Em face desta conjuntura, o Conselho de Educação Popular da América Latina e do Caribe (CEAAL), como Movimento de Educação Popular e Movimento de Educadoras e Educadores Populares, por meio de suas entidades filiadas e de outras organizações parceiras, lançou e vem coordenando a Campanha Latino-Americana e Caribenha em Defesa do Legado de Paulo Freire que tem por objetivos: Contrapor-se à ofensiva ideológica contra o pensamento crítico e, em particular, às ideias de Paulo Freire; Defender a importância do seu legado para a educação e outras áreas do conhecimento e para os processos de educação popular desenvolvidos em todo o mundo (em especial na América Latina); Construir processos que contribuam para a produção do conhecimento crítico na educação popular, associando o legado de Paulo Freire aos temas da formação política, da educação popular feminista e antipatriarcal, da economia solidária e outros; Realizar atividades, em diferentes formatos e em diversos países, que deem impulso e publicidade à Campanha e, por último, Articular-se a movimentos sociais e a outros coletivos e redes de resistência para construir a Campanha de forma coletiva e compartilhada.

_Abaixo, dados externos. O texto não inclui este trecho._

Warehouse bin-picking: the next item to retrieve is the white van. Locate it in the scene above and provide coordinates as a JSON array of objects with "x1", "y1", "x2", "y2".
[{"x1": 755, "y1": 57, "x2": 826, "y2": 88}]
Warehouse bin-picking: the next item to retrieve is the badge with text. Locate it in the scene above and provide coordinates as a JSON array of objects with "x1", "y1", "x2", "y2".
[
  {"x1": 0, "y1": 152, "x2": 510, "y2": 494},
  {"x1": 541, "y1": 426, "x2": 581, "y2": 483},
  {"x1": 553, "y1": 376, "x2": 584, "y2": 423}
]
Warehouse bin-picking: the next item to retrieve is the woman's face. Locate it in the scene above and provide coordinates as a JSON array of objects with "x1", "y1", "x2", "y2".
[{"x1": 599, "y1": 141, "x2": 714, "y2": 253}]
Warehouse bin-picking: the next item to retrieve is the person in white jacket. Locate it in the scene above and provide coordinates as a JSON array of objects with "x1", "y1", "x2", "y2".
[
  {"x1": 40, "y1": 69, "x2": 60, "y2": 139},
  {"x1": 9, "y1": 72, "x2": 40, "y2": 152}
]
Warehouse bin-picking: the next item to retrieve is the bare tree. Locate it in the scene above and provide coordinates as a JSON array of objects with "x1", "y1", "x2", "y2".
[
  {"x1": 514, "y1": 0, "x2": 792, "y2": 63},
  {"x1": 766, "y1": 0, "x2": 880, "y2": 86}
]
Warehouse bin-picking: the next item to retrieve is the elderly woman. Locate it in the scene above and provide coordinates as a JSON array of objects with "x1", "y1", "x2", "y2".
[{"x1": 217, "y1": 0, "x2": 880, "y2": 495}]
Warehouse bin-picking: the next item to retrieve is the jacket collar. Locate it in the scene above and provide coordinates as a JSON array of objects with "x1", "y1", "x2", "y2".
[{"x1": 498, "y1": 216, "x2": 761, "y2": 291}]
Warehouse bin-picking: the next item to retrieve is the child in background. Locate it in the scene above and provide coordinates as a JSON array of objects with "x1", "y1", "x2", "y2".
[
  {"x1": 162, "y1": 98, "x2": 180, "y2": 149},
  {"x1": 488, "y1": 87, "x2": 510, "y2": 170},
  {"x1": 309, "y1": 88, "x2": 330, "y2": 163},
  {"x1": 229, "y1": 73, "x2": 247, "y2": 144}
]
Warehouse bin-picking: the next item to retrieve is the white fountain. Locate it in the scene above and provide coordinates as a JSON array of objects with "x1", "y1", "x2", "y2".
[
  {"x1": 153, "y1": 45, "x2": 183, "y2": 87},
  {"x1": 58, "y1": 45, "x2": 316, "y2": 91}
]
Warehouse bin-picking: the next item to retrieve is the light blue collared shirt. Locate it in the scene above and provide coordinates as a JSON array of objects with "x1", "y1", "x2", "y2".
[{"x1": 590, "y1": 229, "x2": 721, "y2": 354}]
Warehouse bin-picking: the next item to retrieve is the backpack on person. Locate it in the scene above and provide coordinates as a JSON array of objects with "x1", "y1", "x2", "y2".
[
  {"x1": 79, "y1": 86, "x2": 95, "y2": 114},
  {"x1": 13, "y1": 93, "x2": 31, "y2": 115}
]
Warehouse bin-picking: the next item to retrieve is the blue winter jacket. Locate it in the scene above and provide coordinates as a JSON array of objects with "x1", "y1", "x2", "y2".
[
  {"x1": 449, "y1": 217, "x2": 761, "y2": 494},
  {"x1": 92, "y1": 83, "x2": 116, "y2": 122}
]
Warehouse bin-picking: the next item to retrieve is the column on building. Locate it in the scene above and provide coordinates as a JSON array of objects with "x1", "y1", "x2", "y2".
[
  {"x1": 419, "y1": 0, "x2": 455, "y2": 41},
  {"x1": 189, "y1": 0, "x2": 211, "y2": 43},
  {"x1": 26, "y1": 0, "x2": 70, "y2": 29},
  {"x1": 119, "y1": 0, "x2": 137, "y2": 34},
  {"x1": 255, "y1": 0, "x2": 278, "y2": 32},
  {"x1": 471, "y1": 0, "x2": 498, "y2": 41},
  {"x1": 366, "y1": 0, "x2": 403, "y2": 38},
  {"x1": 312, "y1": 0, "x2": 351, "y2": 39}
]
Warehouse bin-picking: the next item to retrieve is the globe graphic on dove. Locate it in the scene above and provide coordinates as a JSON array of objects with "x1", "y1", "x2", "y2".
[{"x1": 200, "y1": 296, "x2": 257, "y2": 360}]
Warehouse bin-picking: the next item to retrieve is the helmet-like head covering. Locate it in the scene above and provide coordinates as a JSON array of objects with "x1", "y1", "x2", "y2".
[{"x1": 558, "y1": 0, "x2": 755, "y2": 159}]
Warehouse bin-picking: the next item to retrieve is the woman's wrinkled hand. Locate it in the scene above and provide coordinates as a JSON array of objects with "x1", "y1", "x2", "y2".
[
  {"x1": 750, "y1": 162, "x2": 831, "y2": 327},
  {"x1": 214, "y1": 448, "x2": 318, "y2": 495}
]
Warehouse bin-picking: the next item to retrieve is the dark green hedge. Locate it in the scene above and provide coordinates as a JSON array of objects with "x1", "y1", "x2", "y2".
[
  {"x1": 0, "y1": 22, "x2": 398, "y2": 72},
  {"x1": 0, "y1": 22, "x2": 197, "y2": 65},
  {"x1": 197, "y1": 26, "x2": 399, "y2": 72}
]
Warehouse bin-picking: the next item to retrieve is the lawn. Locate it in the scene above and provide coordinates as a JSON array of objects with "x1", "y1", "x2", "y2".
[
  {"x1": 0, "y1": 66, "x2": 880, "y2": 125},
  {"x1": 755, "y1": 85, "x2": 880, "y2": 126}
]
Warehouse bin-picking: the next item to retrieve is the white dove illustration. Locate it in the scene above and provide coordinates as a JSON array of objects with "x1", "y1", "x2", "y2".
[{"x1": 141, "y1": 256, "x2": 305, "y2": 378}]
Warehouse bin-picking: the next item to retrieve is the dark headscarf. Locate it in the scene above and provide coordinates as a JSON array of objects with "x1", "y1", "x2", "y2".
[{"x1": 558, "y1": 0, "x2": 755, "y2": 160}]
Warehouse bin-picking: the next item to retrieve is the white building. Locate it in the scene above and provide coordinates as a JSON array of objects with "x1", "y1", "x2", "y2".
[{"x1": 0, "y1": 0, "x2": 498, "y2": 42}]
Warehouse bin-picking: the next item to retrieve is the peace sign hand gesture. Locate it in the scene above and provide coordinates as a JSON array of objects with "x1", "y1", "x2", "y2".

Defender o legado de Paulo Freire significa também lutar por bandeiras que ele sempre apoiou, como a liberdade de pensamento, a autonomia do sujeito, a democracia plena e o respeito às diversidades. Nesse sentido, o Simpósio aqui apresentado, buscará sensibilizar lideranças de diferentes localidades a abraçarem a Campanha em Defesa do Legado de Paulo Freire, ampliando sua abrangência e potencializando reflexões e ações para além da América Latina.
Palavras chave:
Pensamento crítico, legado de Paulo Freire, resistência contra a opressão.
Referências:
CEAAL. Estrategia de Formación Política del CEAAL. San José-Costa Rica: CEAAL, 2018.
FREIRE, Paulo. Pedagogia do Oprimido. 29ed. Rio de Janeiro: Paz e Terra, 1987.
FREIRE, Paulo; GADOTTI, Moacir; GUIMARÃES, Sérgio. Pedagogia: diálogo e conflito. 4ed. São Paulo: Cortez, 1995.
FREIRE, Paulo; NOGUEIRA, Adriano. Que fazer: teoria e prática em educação popular. 11ed. Petrópolis, RJ: Vozes, 2011.
JARA, Oscar. Tres posibilidades de la sistematización: comprensión, aprendizaje y teorización. La Piragua, Santiago, n. 9, p. 129-135, 1994.
MOTA NETO, João Colares da. Por uma Pedagogia Decolonial na América Latina: reflexões em torno do pensamento de Paulo Freire e Orlando Fals Borda. Curitiba: CRV, 2016.